In some cases, however, object class definitions are used statefully to create complex objects. We'll look at a number of alternatives that provide similar features without the complexities of stateful objects. We can identify stateful class definitions and then include meta-properties for valid or required ordering of method function calls. Statements such as If X.p() is called before X.q(), the results are undefined are outside the formalism of the language and are meta-properties of a class. Sometimes, stateful classes include the overhead of explicit assertions and error checking to assure that methods are used in the proper order. If we avoid stateful classes, we eliminate these kinds of overheads.

We'll also look at some techniques to write generic functions outside any polymorphic class definition.
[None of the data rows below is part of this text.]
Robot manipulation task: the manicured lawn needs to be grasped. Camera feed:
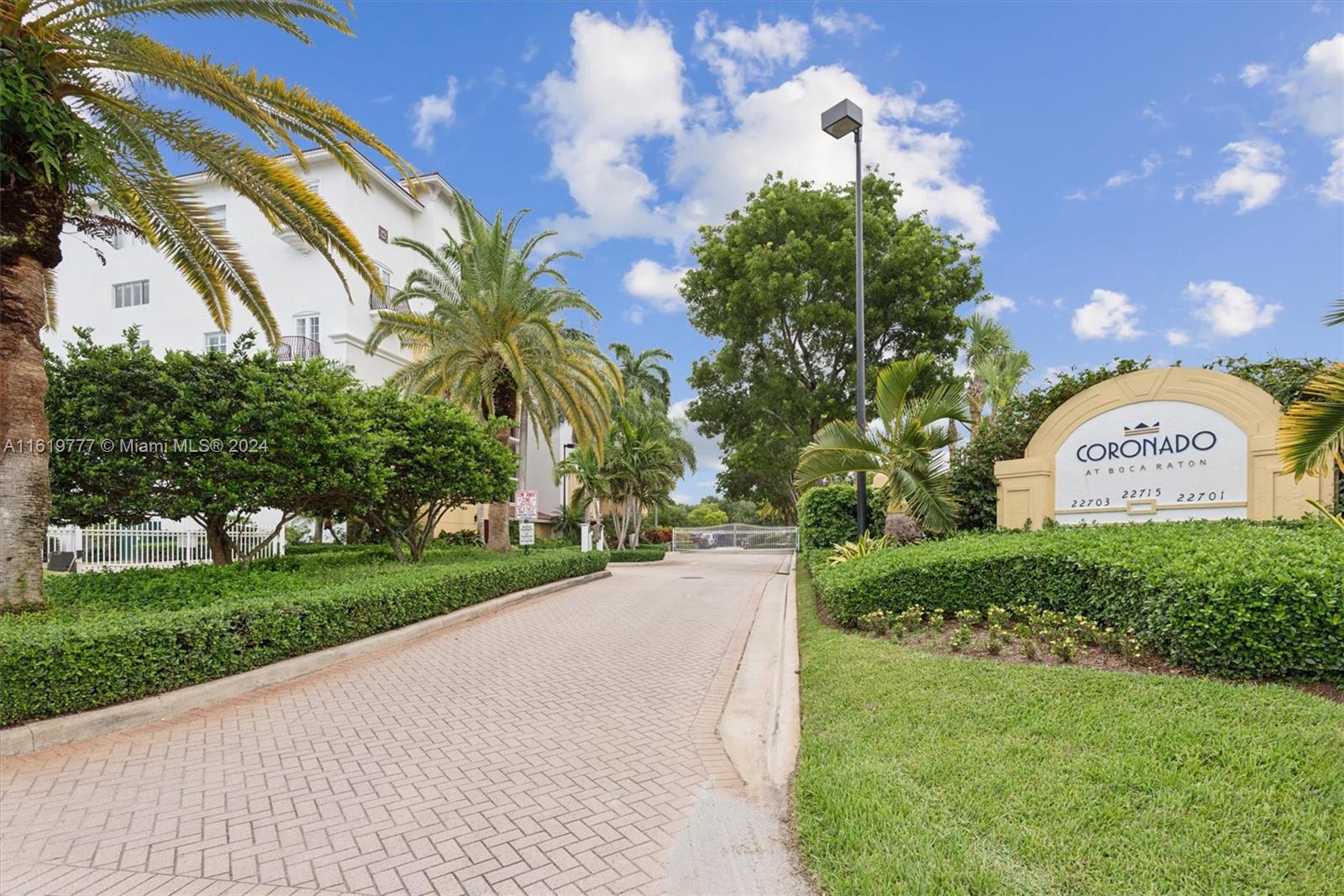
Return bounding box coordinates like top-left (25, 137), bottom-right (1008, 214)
top-left (795, 563), bottom-right (1344, 896)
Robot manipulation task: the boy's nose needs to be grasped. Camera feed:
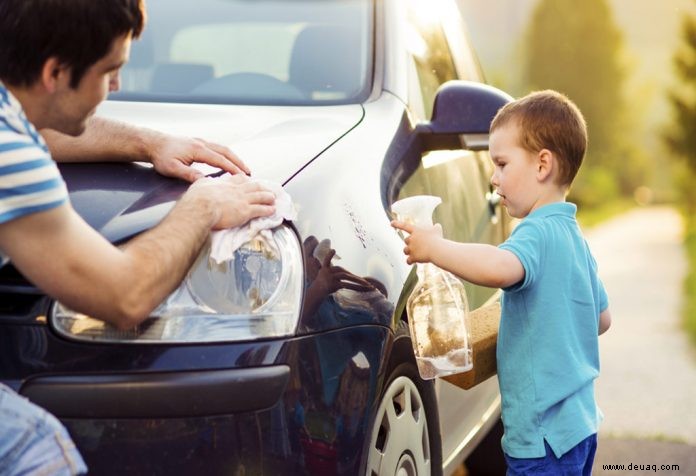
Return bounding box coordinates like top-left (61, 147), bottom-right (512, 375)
top-left (109, 74), bottom-right (121, 93)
Clearly, we can rely on Callable classes to create a polymorphic class hierarchy. In some cases, this might be a needless overhead in a functional design.

Using an immutable namedtuple as a record

In Chapter 3Functions, Iterators, and Generators, we showed two common techniques to work with tuples. We've also hinted at a third way to handle complex structures. We can do any of the following, depending on the circumstances:

·        Use lambdas (or functions) to select a named item using the index

·        Use lambdas (or functions) with *parameter to select an item by parameter name, which maps to an index

·        Use namedtuples to select an item by attribute name or index

Our trip data, introduced in Chapter 4Working with Collections, has a rather complex structure. The data started as an ordinary time series of position reports. To compute the distances covered, we transposed the data into a sequence of legs with a start position, end position, and distance as a nested three-tuple.

Each item in the sequence of legs looks as follows as a three-tuple:

first_leg= ((37.54901619777347, -76.33029518659048), (37.840832, -76.273834), 17.7246)

This is a short trip between two points on the Chesapeake Bay.

A nested tuple of tuples can be rather difficult to read; for example, expressions such as first_leg[0][0] aren't very informative.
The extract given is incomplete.